After shipping AI products, here's what I wish I'd known from the start:

Technical lessons

  1. Start simple: Basic automation that works beats sophisticated AI that's unreliable
  2. Instrument everything: You need 10x more observability than traditional software
  3. Plan for model drift: Performance degrades over time without active maintenance
  4. Version your prompts: Treat prompt changes like code deployments

Product lessons

  1. Solve real pain points: Don't add AI because it's cool, add it because it's necessary
  2. Design for failure: AI will fail in unexpected ways, plan for graceful degradation
  3. Optimize for perception: Fast and good enough beats slow and perfect
  4. Build feedback loops: The product only gets better if you have systematic ways to improve

Business lessons

  1. Price for value, not cost: AI features should be priced based on value delivered, not compute cost
  2. Support is different: AI support requires specialized training and tooling
  3. Compliance is complex: AI introduces new regulatory and liability considerations
  4. Competition moves fast: Your AI advantage can disappear quickly as models commoditize

What's next

The AI product landscape is evolving rapidly.
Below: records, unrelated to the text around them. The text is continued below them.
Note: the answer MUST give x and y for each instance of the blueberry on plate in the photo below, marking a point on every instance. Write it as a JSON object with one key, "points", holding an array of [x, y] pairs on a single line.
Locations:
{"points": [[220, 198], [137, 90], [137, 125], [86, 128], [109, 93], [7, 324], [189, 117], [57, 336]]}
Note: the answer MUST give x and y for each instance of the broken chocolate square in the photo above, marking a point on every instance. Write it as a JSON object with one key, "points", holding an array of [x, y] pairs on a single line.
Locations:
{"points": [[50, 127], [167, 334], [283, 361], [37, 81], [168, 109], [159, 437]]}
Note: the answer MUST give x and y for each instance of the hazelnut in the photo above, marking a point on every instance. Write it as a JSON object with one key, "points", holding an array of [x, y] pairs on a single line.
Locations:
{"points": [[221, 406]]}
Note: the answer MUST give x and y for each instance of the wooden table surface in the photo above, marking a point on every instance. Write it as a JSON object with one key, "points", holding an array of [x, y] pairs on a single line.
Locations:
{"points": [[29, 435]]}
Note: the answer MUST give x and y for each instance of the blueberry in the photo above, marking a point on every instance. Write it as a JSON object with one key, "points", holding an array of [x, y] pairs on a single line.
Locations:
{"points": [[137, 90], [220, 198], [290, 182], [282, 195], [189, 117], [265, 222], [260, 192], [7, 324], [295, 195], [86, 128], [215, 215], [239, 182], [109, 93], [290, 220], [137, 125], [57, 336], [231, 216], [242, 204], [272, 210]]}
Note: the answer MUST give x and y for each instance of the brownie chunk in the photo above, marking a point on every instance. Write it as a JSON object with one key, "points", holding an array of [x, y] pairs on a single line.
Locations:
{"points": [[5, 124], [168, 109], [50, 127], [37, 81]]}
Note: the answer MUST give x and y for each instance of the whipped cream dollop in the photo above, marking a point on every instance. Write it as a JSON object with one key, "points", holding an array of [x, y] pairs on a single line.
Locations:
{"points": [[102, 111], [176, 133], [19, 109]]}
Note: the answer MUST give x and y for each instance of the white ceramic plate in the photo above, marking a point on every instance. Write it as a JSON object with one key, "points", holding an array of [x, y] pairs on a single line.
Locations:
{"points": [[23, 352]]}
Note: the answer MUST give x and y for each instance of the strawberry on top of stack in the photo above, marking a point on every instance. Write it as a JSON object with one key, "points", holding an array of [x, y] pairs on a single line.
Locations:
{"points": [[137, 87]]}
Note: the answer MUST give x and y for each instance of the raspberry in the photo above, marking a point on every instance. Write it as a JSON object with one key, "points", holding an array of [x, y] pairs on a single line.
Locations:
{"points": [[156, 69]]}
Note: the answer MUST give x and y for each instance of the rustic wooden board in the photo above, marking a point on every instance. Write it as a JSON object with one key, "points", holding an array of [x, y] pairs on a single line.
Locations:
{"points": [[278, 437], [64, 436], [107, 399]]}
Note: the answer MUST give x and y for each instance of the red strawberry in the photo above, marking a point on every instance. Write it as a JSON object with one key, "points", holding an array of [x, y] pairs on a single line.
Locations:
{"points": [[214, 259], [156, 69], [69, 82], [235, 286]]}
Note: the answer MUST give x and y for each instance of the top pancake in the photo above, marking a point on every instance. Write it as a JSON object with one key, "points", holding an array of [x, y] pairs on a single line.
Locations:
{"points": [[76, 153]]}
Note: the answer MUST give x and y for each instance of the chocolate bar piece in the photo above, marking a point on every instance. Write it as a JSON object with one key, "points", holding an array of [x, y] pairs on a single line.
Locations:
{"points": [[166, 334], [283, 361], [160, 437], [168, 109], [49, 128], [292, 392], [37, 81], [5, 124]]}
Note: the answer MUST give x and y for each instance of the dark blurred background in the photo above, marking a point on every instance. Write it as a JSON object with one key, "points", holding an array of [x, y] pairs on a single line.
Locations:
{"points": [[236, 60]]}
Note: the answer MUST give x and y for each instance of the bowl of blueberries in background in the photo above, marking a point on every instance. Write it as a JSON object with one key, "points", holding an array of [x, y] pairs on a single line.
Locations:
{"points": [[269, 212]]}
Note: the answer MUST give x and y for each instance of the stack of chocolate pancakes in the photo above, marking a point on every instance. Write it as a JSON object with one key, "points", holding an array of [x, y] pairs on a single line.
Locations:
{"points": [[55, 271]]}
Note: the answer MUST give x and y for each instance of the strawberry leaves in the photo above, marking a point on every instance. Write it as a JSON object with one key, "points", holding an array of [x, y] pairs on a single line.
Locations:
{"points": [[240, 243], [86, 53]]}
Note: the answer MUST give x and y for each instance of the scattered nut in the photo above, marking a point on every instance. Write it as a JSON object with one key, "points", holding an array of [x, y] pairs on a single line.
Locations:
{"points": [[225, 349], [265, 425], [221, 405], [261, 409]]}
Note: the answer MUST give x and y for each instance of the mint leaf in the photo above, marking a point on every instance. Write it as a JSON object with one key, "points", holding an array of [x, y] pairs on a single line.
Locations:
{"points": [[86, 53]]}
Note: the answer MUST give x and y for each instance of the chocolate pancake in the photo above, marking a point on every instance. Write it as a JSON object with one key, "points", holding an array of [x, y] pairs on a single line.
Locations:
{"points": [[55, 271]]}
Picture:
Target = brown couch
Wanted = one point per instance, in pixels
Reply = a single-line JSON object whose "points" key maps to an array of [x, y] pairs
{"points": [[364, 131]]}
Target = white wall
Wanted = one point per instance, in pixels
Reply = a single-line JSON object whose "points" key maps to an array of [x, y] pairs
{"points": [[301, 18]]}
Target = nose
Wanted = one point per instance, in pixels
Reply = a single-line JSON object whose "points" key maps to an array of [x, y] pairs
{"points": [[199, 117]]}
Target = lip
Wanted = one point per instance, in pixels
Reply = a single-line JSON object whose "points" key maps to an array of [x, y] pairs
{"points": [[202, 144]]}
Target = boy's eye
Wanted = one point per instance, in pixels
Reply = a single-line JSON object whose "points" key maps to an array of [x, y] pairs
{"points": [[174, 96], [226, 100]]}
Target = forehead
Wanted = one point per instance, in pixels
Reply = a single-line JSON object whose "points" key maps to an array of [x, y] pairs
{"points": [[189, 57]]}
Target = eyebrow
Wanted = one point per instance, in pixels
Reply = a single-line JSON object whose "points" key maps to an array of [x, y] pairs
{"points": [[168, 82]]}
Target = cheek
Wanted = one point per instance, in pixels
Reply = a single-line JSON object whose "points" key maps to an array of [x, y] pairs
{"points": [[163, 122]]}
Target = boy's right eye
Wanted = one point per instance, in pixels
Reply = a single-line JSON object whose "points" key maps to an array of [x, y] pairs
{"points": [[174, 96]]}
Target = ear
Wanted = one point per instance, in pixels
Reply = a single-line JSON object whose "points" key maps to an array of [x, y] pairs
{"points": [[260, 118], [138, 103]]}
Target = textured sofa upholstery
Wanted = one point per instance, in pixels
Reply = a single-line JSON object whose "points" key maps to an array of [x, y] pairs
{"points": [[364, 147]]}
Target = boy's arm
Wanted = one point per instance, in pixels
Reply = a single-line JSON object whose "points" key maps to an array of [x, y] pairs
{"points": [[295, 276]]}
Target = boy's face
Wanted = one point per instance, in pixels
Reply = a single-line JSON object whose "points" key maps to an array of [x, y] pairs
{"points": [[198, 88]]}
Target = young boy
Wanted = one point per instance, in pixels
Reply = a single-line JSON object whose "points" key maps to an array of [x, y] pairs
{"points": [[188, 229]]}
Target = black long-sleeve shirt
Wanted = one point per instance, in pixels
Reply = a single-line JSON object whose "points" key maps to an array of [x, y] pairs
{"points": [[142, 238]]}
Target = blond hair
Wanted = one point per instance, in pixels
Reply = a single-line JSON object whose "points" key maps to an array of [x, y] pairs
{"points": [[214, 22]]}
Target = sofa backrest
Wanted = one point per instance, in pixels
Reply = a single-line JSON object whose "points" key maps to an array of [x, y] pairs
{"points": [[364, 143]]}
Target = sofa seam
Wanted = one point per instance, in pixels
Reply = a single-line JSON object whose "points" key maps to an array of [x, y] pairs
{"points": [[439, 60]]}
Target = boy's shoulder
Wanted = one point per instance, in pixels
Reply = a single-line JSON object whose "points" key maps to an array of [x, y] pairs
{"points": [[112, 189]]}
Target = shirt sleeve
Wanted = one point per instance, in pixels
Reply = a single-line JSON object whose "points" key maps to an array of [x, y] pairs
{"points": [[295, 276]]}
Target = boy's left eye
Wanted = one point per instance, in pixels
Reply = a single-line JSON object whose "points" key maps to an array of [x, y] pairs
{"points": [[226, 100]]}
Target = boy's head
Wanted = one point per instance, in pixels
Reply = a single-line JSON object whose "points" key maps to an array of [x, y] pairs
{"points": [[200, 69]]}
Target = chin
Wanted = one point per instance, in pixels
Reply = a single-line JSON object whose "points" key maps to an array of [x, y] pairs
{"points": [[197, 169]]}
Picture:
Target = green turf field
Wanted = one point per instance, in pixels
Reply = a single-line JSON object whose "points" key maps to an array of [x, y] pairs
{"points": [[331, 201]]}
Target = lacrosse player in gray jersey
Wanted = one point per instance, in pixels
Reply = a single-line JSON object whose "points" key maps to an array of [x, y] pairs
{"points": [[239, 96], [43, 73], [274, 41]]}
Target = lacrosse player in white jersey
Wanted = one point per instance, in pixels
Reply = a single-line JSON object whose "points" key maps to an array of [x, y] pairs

What worked six months ago might not work today. The teams that win will be the ones that:

  • Stay close to users: Deep understanding of user workflows and pain points
  • Iterate quickly: Fast feedback loops and rapid deployment cycles
  • Think systems, not features: AI works best as part of integrated workflows
  • Measure what matters: Focus on user outcomes, not technical metrics

The most exciting AI products aren't the ones with the most advanced models—they're the ones that seamlessly integrate AI into workflows users already care about.

Building AI products that don't suck isn't about having the best AI. It's about having the best understanding of your users' real problems and using AI as one tool among many to solve them elegantly.

The future belongs to products where AI disappears into the background, making complex tasks feel effortless. That's the standard we should all be building toward.